Die CUP hat die Mossos d’Esquadra dazu aufgerufen, sich den Befehlen zu widersetzen und die Schlösser an den Wahllokalen aufzubrechen. Sie hat für Sonntag zu Massendemonstrationen aufgerufen, die den meisten Beobachtern zufolge tatsächlich stattfinden werden.

Am Dienstag erklärten die Arbeitervertreter der Feuerwehr von Barcelona, die zur Gewerkschaft CC.OO (Comisiones Obreras) gehören, sie seien darauf vorbereitet, „als Sicherheitskordon zu fungieren, um einen friedlichen Ablauf“ der Abstimmung „zu garantieren“. Am Donnerstag marschierten Feuerwehrleute in Uniform unter Missachtung der Befehle durch die Straßen von Barcelona.

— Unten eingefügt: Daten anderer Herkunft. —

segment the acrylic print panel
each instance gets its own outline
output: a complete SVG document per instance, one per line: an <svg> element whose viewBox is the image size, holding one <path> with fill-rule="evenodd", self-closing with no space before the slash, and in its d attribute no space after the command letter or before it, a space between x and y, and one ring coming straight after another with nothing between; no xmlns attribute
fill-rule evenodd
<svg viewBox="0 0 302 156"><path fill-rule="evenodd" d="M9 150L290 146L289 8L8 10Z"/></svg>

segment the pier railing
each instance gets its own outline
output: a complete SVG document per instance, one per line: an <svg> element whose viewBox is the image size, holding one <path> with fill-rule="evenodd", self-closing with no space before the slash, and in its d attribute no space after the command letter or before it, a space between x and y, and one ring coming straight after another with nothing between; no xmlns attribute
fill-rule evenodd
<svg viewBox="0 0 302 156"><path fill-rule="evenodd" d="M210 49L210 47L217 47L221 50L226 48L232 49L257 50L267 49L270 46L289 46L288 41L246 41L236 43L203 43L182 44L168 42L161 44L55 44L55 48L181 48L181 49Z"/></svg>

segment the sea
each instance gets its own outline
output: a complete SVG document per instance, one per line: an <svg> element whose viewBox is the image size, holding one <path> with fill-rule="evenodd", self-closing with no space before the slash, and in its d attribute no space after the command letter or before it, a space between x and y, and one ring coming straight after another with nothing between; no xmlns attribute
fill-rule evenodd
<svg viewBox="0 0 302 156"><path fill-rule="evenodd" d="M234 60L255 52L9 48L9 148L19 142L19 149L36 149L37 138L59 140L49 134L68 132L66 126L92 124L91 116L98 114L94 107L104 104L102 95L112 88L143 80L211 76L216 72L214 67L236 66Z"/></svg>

Die CC.OO hat zusammen mit anderen Gewerkschaften und Studenten Straßenstände errichtet, an denen den Passanten der Ablauf der Abstimmung und die Wahllokale erklärt werden.

Laut der Zeitung El Confidencial wurden in anderen Teilen Spaniens Busse angemietet, um Rechtsextreme von der faschistischen Falange und den Nationaldemokraten zu einer Demonstration am 1. Oktober in Barcelona zu bringen. „Gefährliche“ Elemente des Front National aus dem Süden Frankreichs werden ebenfalls mobilisiert.

Die Weichen für eine scharfe Konfrontation sind gestellt, und damit wächst die Gefahr eines Bürgerkriegs.